On the RCMP device, we found out after the fact that the RCMP was sending out tenders for companies that might have this equipment without, they say, the intention in the short term to use facial recognition. So, that's a nuance on the facts.

On playing catch-up, we can only advise on issues that we're informed on. That's in part why I said in the recommendations to amend the Privacy Act that federal institutions—departments and agencies—should have a legal obligation to inform the Privacy Commissioner's office of initiatives, programs, that involve privacy. Currently, it's under a policy that this is done, and often we see that the policy is not necessarily respected.

If this became a legal obligation, as it exists in certain jurisdictions—and some of them in Canada, provincially—we think it's more likely that we will be informed.

Returning to your point about warrantless access, we saw in a recent investigation by Motherboard and VICE News that the RCMP acquired the global decryption key for any and all consumer BlackBerry devices. We have no reason to believe that any of this was done without a warrant or legal consent. If the law allows this to take place, is the law too permissive?

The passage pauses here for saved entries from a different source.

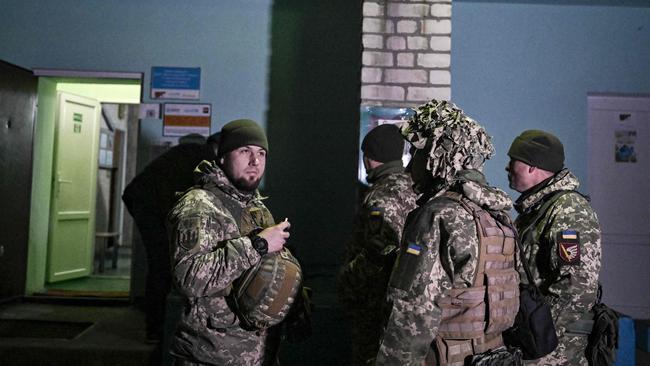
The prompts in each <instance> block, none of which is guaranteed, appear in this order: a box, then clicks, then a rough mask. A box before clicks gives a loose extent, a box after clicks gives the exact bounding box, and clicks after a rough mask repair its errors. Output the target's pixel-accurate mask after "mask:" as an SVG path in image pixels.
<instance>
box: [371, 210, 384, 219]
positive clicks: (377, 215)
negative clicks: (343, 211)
mask: <svg viewBox="0 0 650 366" xmlns="http://www.w3.org/2000/svg"><path fill="white" fill-rule="evenodd" d="M369 215H370V218H371V219H379V218H381V217H382V216H383V215H384V211H383V210H382V209H381V208H379V207H371V208H370V210H369Z"/></svg>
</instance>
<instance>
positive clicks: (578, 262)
mask: <svg viewBox="0 0 650 366" xmlns="http://www.w3.org/2000/svg"><path fill="white" fill-rule="evenodd" d="M557 255H558V257H559V258H560V264H561V265H572V266H575V265H579V264H580V233H579V232H578V231H576V230H562V231H560V232H559V233H558V234H557Z"/></svg>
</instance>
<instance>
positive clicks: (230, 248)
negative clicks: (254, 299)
mask: <svg viewBox="0 0 650 366" xmlns="http://www.w3.org/2000/svg"><path fill="white" fill-rule="evenodd" d="M195 174H196V177H197V184H198V187H199V188H194V189H191V190H189V191H188V192H186V193H185V194H184V195H183V196H182V197H181V198H180V200H179V201H178V203H177V204H176V206H175V207H174V208H173V209H172V210H171V212H170V213H169V216H168V224H169V225H168V227H169V230H170V243H171V246H172V275H173V281H174V285H175V287H176V289H177V291H178V292H180V294H181V295H182V296H184V297H185V298H186V299H185V309H184V311H183V315H182V318H181V320H180V323H179V325H178V327H177V329H176V333H175V335H174V340H173V344H172V347H171V353H172V354H173V355H175V356H177V357H180V358H184V359H188V360H190V361H193V362H200V363H205V364H210V365H261V364H262V360H263V357H264V353H265V352H264V351H265V346H266V342H267V332H266V331H247V330H244V329H242V328H241V327H240V325H239V320H238V319H237V317H236V315H235V313H233V311H232V310H231V308H230V307H229V306H228V304H227V302H226V296H227V295H228V294H229V293H230V291H231V288H232V283H233V281H235V280H236V279H237V278H239V277H240V276H241V275H242V274H243V273H244V272H245V271H246V270H247V269H249V268H251V267H252V266H254V265H255V264H257V263H258V262H259V261H260V259H261V257H260V255H259V254H258V252H257V251H255V249H254V248H253V246H252V244H251V241H250V239H249V238H248V237H246V236H245V235H247V234H248V233H249V232H250V230H251V229H252V228H253V226H259V227H267V226H271V225H273V221H272V220H273V219H272V217H271V216H270V214H269V213H268V210H267V209H266V207H265V206H264V204H263V203H262V201H261V196H260V195H259V193H258V192H257V191H256V192H254V193H251V194H244V193H242V192H240V191H239V190H237V189H236V188H235V187H234V186H233V185H232V184H231V183H230V181H229V180H228V179H227V177H226V176H225V174H224V172H223V171H222V170H221V169H220V168H219V167H218V166H216V165H215V164H214V163H209V162H207V161H204V162H202V163H201V164H200V165H199V166H198V167H197V170H196V171H195ZM247 213H250V215H247ZM238 216H239V217H238ZM251 220H252V221H253V222H252V223H251V222H249V221H251Z"/></svg>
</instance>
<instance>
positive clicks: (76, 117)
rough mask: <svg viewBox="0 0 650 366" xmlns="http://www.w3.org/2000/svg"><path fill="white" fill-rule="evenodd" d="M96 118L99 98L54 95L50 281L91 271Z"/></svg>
mask: <svg viewBox="0 0 650 366" xmlns="http://www.w3.org/2000/svg"><path fill="white" fill-rule="evenodd" d="M100 115H101V106H100V104H99V102H98V101H97V100H94V99H90V98H86V97H80V96H77V95H73V94H68V93H63V92H59V93H58V110H57V116H56V132H55V136H56V137H55V142H54V164H53V166H54V174H53V180H54V182H53V184H52V205H51V207H52V214H51V216H50V232H49V235H48V238H49V239H48V241H49V242H48V260H47V281H48V282H56V281H61V280H67V279H71V278H77V277H83V276H88V275H90V274H91V273H92V270H93V255H94V239H95V235H94V234H95V191H96V189H97V188H96V186H97V155H98V141H99V125H100Z"/></svg>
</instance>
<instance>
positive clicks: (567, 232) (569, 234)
mask: <svg viewBox="0 0 650 366" xmlns="http://www.w3.org/2000/svg"><path fill="white" fill-rule="evenodd" d="M561 235H562V239H578V232H577V231H575V230H564V231H562V233H561Z"/></svg>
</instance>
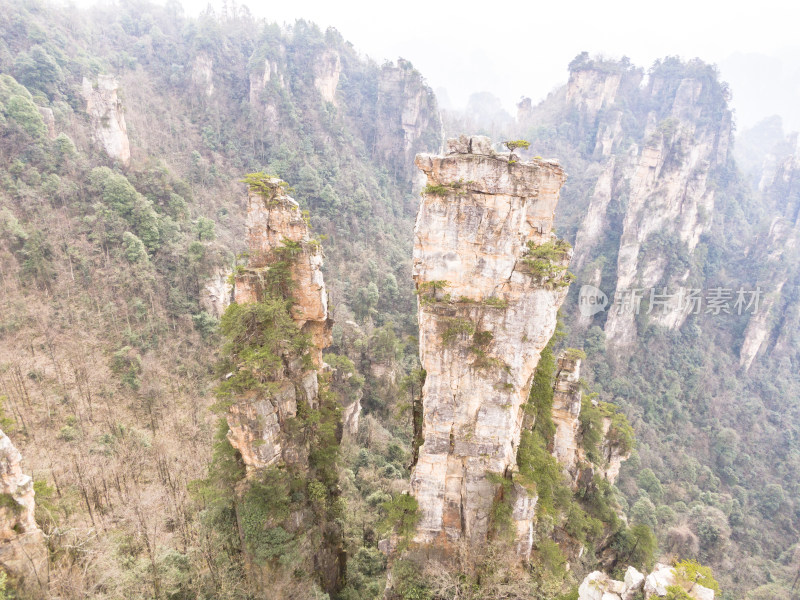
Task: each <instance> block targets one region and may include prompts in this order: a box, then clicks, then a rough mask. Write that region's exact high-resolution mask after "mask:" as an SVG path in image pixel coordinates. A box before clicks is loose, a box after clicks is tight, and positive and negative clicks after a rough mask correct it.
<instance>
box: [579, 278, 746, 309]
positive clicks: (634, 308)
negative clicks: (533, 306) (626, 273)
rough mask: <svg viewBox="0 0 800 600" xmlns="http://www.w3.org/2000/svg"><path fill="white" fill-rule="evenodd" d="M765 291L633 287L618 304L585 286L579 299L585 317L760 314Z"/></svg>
mask: <svg viewBox="0 0 800 600" xmlns="http://www.w3.org/2000/svg"><path fill="white" fill-rule="evenodd" d="M761 296H762V291H761V288H760V287H756V288H755V289H745V288H743V287H740V288H739V289H738V290H735V289H733V288H723V287H716V288H709V289H707V290H704V289H700V288H678V289H677V290H675V291H669V290H668V289H667V288H631V289H624V290H617V291H616V292H615V293H614V301H613V302H612V303H609V301H608V296H607V295H606V294H605V293H604V292H603V291H602V290H600V289H598V288H596V287H594V286H593V285H584V286H583V287H582V288H581V291H580V294H579V296H578V310H579V311H580V313H581V315H583V316H584V317H591V316H593V315H596V314H597V313H599V312H603V311H605V310H611V311H615V312H616V313H617V314H631V315H638V314H647V315H649V314H654V313H656V314H658V313H661V314H664V313H669V312H679V313H682V314H687V315H699V314H707V315H713V316H719V315H734V314H735V315H743V314H756V313H757V312H758V309H759V307H760V305H761Z"/></svg>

That's certainly possible.

When Bill C-13 was before the house, I made comments along those lines. This was a bill that purported and did actually provide additional powers to law enforcement, which we said did not have the right threshold in terms of reasonable grounds to believe that a certain criminal act was committed before certain powers were used. It is absolutely possible.

But here, in these situations, we do know, because the introduction of legislation is a very public act. We can intervene and make comments. We would obviously prefer that our advice was heeded more often, but at least there we have the opportunity to make comments.

And yes, sometimes the government goes too far in the legislation that it puts forward.